Strip only domain name out of input url string - bash

Did a bit of searching already but cannot seem to find an elegant way of doing this. I'd like to be able to search through a list like below and only end up with a plain text output file containing on the domain name, no http:// or anything after the /
So a list like this:
http://7wind.ru/file/Behind+the+dune/
http://aldersgatencsc.org/open.php?utm_source=5r2ke0ow6k&utm_medium=qqod2h9a88&utm_campaign=2d1hl1v8c5&utm_term=mz34ligqc4&utm_content=bgi71kl5oy
http://amunow.org/test.php?utm_source=5r2ke0ow6k&utm_medium=qqod2h9a88&utm_campaign=2d1hl1v8c5&utm_term=dhxg1r4l76&utm_content=tr71txtklp
I want to end up with plain text output file like this.
7wind.ru
aldersgatencsc.org
amunow.org

Given:
$ echo "$txt"
http://7wind.ru/file/Behind+the+dune/
http://aldersgatencsc.org/open.php?utm_source=5r2ke0ow6k&utm_medium=qqod2h9a88&utm_campaign=2d1hl1v8c5&utm_term=mz34ligqc4&utm_content=bgi71kl5oy
http://amunow.org/test.php?utm_source=5r2ke0ow6k&utm_medium=qqod2h9a88&utm_campaign=2d1hl1v8c5&utm_term=dhxg1r4l76&utm_content=tr71txtklp
You can use cut:
$ echo "$txt" | cut -d'/' -f3
7wind.ru
aldersgatencsc.org
amunow.org
Or, if your content is in a file:
$ cut -d'/' -f3 file
7wind.ru
aldersgatencsc.org
amunow.org
Then redirect that to the file you want:
$ cut -d'/' -f3 file >new_file

awk -F \/ '{ print $3 }' outputfile > newfile
Print the 3rd field delimited by /

$ sed -r 's#.*//([^/]*)/.*#\1#' Input_file
7wind.ru
aldersgatencsc.org
amunow.org

try following awks.
Solution 1st:
awk '{sub(/.*\/\//,"");sub(/\/.*/,"");print}' Input_file
Solution 2nd:
awk '{match($0,/\/.[^/]*/);print substr($0,RSTART+2,RLENGTH-2)}' Input_file

This works by stripping the protocol and :// first, then anything after and including the next slash.
sed "s|.*://||; s|/.*||" url-list.txt
Add -i to change the file directly.

try this regexp
((http|https):\/\/)?([a-zA-Z\.]+)(\/)?
first match, 3th group
but it may validate invalid url too! be careful

Related

Get only part of file using sed or awk

I have a file which contains text as follows:
Directory /home/user/ "test_user"
bunch of code
another bunch of code
How can I get from this file only the /home/user/ part?
I've managed to use awk -F '"' 'NR==1{print $1}' file.txt to get rid of rest of the file and I'm gettig output like this:
Directory /home/user/
How can I change this command to get only /home/user/ part?

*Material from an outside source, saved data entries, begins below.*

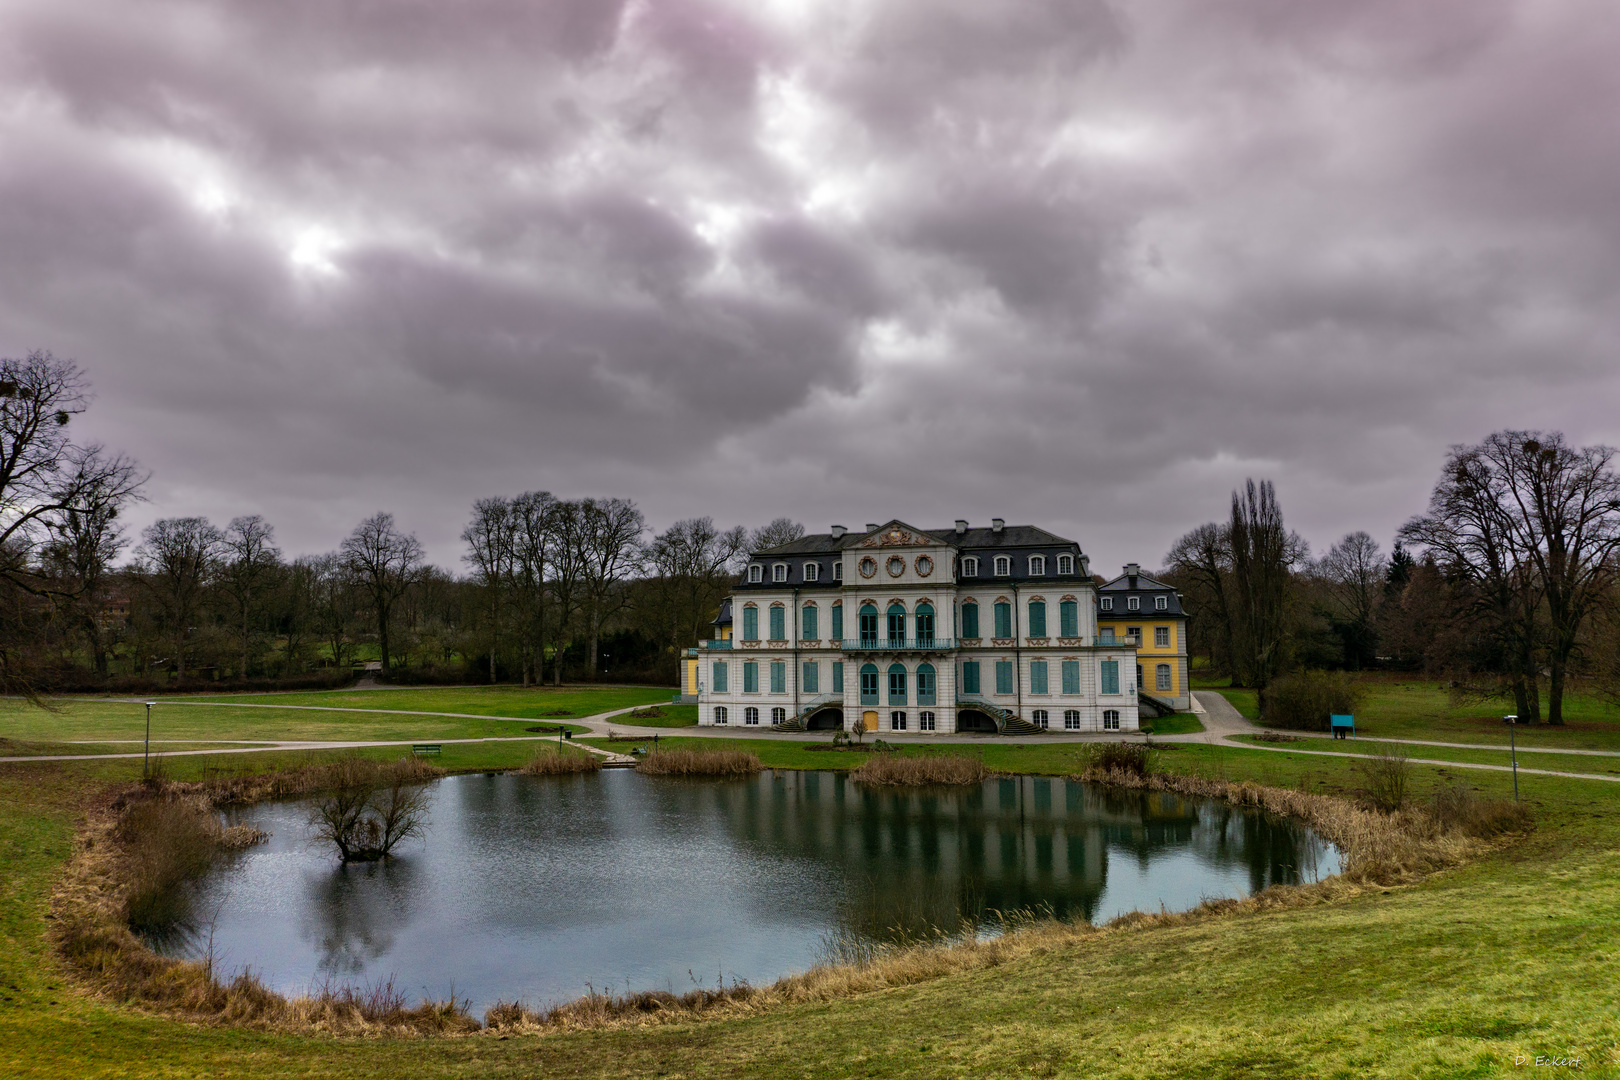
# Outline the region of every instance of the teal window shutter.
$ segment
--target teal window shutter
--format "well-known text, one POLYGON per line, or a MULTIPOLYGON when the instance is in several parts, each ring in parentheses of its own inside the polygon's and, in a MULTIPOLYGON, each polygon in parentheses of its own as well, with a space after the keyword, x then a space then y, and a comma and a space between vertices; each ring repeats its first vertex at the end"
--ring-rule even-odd
POLYGON ((1119 661, 1104 660, 1102 662, 1102 693, 1119 693, 1119 661))
POLYGON ((1029 692, 1032 694, 1046 693, 1046 661, 1031 660, 1029 662, 1029 692))
POLYGON ((832 636, 834 641, 841 641, 844 637, 844 605, 834 604, 832 613, 832 636))
POLYGON ((1061 637, 1080 636, 1080 607, 1073 600, 1058 605, 1058 634, 1061 637))
POLYGON ((759 608, 743 608, 743 640, 759 640, 759 608))
POLYGON ((996 605, 996 637, 1012 637, 1012 605, 1005 601, 996 605))
POLYGON ((787 608, 780 604, 771 608, 771 640, 787 640, 787 608))
POLYGON ((979 662, 969 660, 962 665, 962 693, 977 694, 979 692, 979 662))
POLYGON ((878 703, 878 669, 876 664, 861 665, 861 704, 878 703))
MULTIPOLYGON (((781 611, 781 608, 776 610, 781 611)), ((787 693, 787 663, 782 660, 771 661, 771 693, 787 693)))
POLYGON ((996 693, 1013 692, 1013 666, 1011 660, 996 661, 996 693))
POLYGON ((934 703, 934 665, 920 664, 917 667, 917 704, 932 705, 934 703))
POLYGON ((716 694, 724 694, 726 692, 726 666, 727 665, 723 660, 716 660, 714 662, 714 679, 710 681, 709 689, 713 690, 716 694))
POLYGON ((1046 601, 1031 600, 1029 602, 1029 636, 1046 636, 1046 601))
POLYGON ((906 609, 899 604, 889 605, 889 643, 906 640, 906 609))
MULTIPOLYGON (((837 610, 838 610, 837 608, 833 608, 833 611, 836 612, 837 610)), ((834 660, 833 661, 833 693, 842 694, 843 692, 844 692, 844 662, 842 660, 834 660)))
POLYGON ((752 660, 743 664, 743 693, 759 693, 759 665, 752 660))
POLYGON ((877 644, 877 608, 871 604, 861 605, 861 644, 877 644))
POLYGON ((821 693, 821 665, 814 660, 804 662, 804 692, 807 694, 821 693))
POLYGON ((904 664, 889 665, 889 704, 904 705, 906 703, 906 667, 904 664))
POLYGON ((917 605, 917 643, 934 643, 934 605, 926 600, 917 605))
POLYGON ((979 636, 979 605, 962 605, 962 636, 976 638, 979 636))
POLYGON ((1080 692, 1080 661, 1063 661, 1063 692, 1065 694, 1080 692))
POLYGON ((806 641, 815 641, 821 636, 820 634, 816 633, 816 609, 813 607, 807 607, 803 609, 801 614, 804 617, 799 621, 804 624, 804 632, 799 636, 804 638, 806 641))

I'd like to make it as simple as possible. Unfortunately, I can't modify this file to add/change the content.
this should work the fastest, noticeable if your file is large
awk '{print $2; exit}' file
it will print the second field of the first line and stop processing the rest of the file.
With awk it should be:
awk 'NR==1{print $2}' file.txt
Setting the field delimiter to " was wrong Since it splits the line into these fields:
$1 = 'Directory /home/user/'
$2 = 'test_user'
$3 = '' (empty)
The default record separator, which is [[:space:]]+, splits like this:
$1 = 'Directory'
$2 = '/home/user/'
$3 = '"test_user"'
As an alternate, you can use head and cut:
$ head -n 1 file | cut -d' ' -f2
Not sure why you are using the -F" as that changes the delimiter. If you remove that, then $2 will get you what you want.
awk 'NR==1{print $2}' file.txt
You can also use awk to execute the print when the line contains /home/user instead of counting records:
awk '/\home\/user\//{print $2}' file.txt
In this case, if the line were buried in the file, or if you had multiple instances, you would get the name for every occurrence wherever it was.
Adding some grep
grep Directory file.txt|awk '{print $2}'

To find a word and copy the following word with shell(ubuntu)?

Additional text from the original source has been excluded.